The final style of Chinchorro mummification was the mud-coat. Artisans no longer removed the organs of the dead, instead a thick coat of mud, sand and a binder like egg or fish glue was used to cover the bodies. Once completed the mummies were cemented into their graves. The change in style may have come from exposure to outsiders and their different cultures or from the association of disease with the rotting corpses. This style of mummification lasted for 200 year, until the Chinchorro disappeared.
'La Doncella',This mummy was found wearing a magnificent headdress, which meant she was probably an aclla or Sun Virgin. That is, she was chosen and sanctified as a toddler to live with other girls and women who would become royal wives, priestesses, and sacrifices. She also wore a brown dress, and was buried with several statues. Her hair was braided elaborately and she had a few white hairs, perhaps indicating emotional stress. She and the others are believed to have been drugged with , a maize beer, along with coca leaves, before being abandoned on the mountain.
Boy mummySome of the boy's clothes contained vomit mixed with blood, suggesting that he may have suffered from a pulmonary edema. It is believed that he died from suffocation. He was the only one of the mummies to be tied up, and a piece of cloth had been pulled around him tightly enough to crack his ribs and dislocate his pelvis.
actually lets cut the middle man, and here's wiki with a good list
Speaking of vulnerability to fire, has it ever bugged anyone else how plant/wood based creatures are vulnerable to fire in the majority of game mechanics?
Okay yes this is petty and irrelevant , but really you hold a lighter under a log and a lighter under your arm and see what gets fucked up first. And that's presuming the log is dry, a green log is gonna require a heap massive fire to get it going, the type a human would start to get fucked up just by being near. Something less treeish and more leafy planty would have delicate frondy bits to burn, but still not any worse than skin, eyeballs (which can boil), and then fat reserves just under that skin. Some models of human spontaneous combustion have a nylon item of clothing burning long enough to get the fat going, and then its a big old human candle.

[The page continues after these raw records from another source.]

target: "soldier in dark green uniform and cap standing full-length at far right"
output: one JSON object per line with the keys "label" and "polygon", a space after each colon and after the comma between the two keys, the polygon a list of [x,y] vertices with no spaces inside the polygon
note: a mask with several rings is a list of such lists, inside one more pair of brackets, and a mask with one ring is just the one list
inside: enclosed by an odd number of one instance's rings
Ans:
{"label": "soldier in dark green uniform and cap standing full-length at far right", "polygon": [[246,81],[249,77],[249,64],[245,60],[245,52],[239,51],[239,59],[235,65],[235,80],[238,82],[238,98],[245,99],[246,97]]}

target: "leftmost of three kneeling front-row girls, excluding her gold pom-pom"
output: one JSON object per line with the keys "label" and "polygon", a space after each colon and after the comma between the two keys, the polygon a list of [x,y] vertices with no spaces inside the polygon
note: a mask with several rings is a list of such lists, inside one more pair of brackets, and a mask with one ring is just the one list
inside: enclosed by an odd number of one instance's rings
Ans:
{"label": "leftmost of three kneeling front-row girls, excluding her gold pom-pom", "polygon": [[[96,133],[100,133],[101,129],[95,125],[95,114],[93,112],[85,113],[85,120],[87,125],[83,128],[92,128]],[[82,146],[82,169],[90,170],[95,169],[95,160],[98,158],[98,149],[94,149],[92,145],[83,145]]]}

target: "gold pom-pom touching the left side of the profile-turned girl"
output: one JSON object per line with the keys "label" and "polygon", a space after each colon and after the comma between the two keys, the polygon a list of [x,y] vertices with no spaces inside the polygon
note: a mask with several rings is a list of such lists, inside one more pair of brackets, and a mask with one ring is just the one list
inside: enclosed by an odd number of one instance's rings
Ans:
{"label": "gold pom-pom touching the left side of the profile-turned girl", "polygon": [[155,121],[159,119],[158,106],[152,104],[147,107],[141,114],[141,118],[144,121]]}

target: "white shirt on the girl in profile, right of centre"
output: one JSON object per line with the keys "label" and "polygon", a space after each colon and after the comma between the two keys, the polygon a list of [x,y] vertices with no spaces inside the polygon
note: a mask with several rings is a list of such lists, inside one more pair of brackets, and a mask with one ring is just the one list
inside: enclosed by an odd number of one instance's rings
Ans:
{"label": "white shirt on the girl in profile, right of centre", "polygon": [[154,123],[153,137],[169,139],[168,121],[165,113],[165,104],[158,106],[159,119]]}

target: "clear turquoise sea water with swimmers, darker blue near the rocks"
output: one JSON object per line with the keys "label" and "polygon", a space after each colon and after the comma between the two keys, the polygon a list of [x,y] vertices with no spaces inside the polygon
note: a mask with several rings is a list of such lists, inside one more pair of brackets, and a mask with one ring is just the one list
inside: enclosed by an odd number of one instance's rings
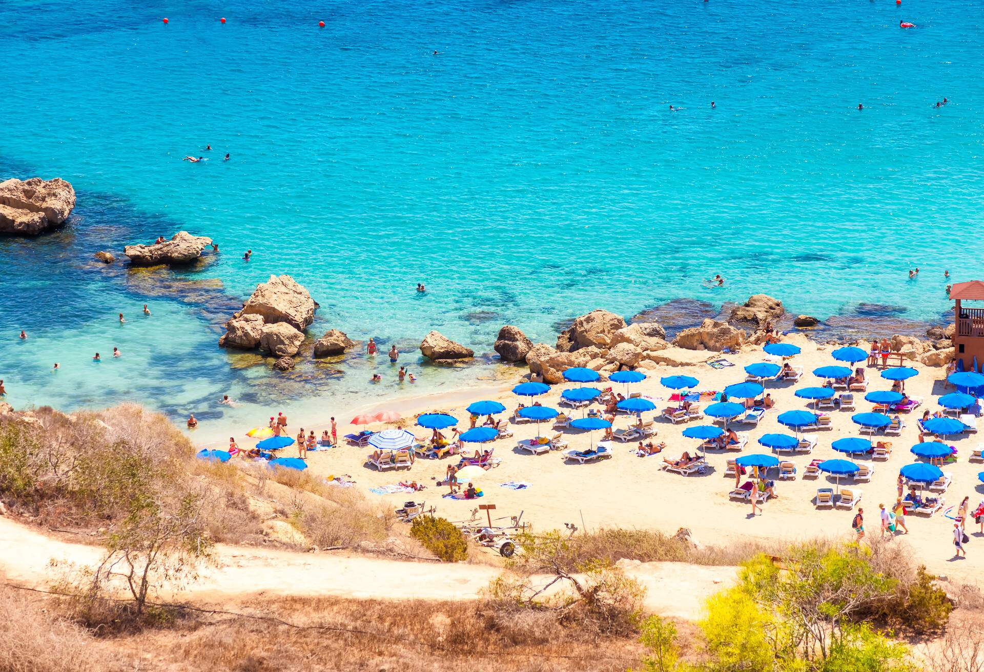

Its probably the precedent from Ents being scared of forest fire , which if they are slow moving , would be scary. But forest fires are scary full stop. Except to eucalyptus trees. Those bastards actually like forest fires, have evolved thin papery bark in order to spread the fire quickly past them and onto other trees. They also drop a lot of branches, aka kindling, and the sap is an effective fire starter, and , although maybe I'm thinking of a African tree here, can explode into fire by itself if the day gets hot enough. Eucalyptus seeds require a scotching to germinate, thus after a forest fire, when all the other trees have turned into fertilizing ash, the shoots of eucalyptus immediately spring up.
Erinyes is nearly finished but going wrong.